B3LYP study of the conformers and rotamers of isostructural N-methylpiperidine betaine hydrochloride and (1-methylcyclohexyl)-acetic acid. The effect of electrostatic attraction on rotation barriers

• Published in: Journal of molecular structure Vol. 749; no. 1; pp. 114 - 121
• Main Authors: Szafran, M., Koput, J., Dega-Szafran, Z.
• Format: Journal Article
• Language: English
• Published: Elsevier B.V 15.07.2005
• Subjects: (1-Methylcyclohexyl)-acetic acid; DFT calculations; Electrostatic interactions; Hydrogen bond; N-Methylpiperidine betaine hydrochloride; Electrostatic interactions; (1-Methylcyclohexyl)-acetic acid; DFT calculations; N-Methylpiperidine betaine hydrochloride; Hydrogen bond
• ISSN: 0022-2860; 1872-8014
• DOI: 10.1016/j.molstruc.2005.03.037

The structure and rotational barriers of axial and equatorial N-methylpiperidine betaine hydrochlorides, MPBH·Cl, and (1-Methylcyclohexyl)-acetic acid, MCHA, have been carried out at the B3LYP/6-31G(d,p) level of theory.
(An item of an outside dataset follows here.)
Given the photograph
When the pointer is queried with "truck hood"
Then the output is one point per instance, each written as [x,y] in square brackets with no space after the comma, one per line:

The calculated rotational barrier for the axial and equatorial stereoisomers about the N +–C(8) bond in MPBH·Cl are 8.17 and 8.30 kcal/mol, whereas those for the rotation about the C(1)–C(8) bond in MCHA are 4.11 and 4.91 kcal/mol, respectively. The higher rotation barriers in MPBH·Cl are a result of the electrostatic attractions between the positively charged nitrogen atom with the negatively charged oxygen atoms of the carboxylic group and the chloride anion. Structures of the most stable rotamers of MPBH·Cl and MCHA are analyzed.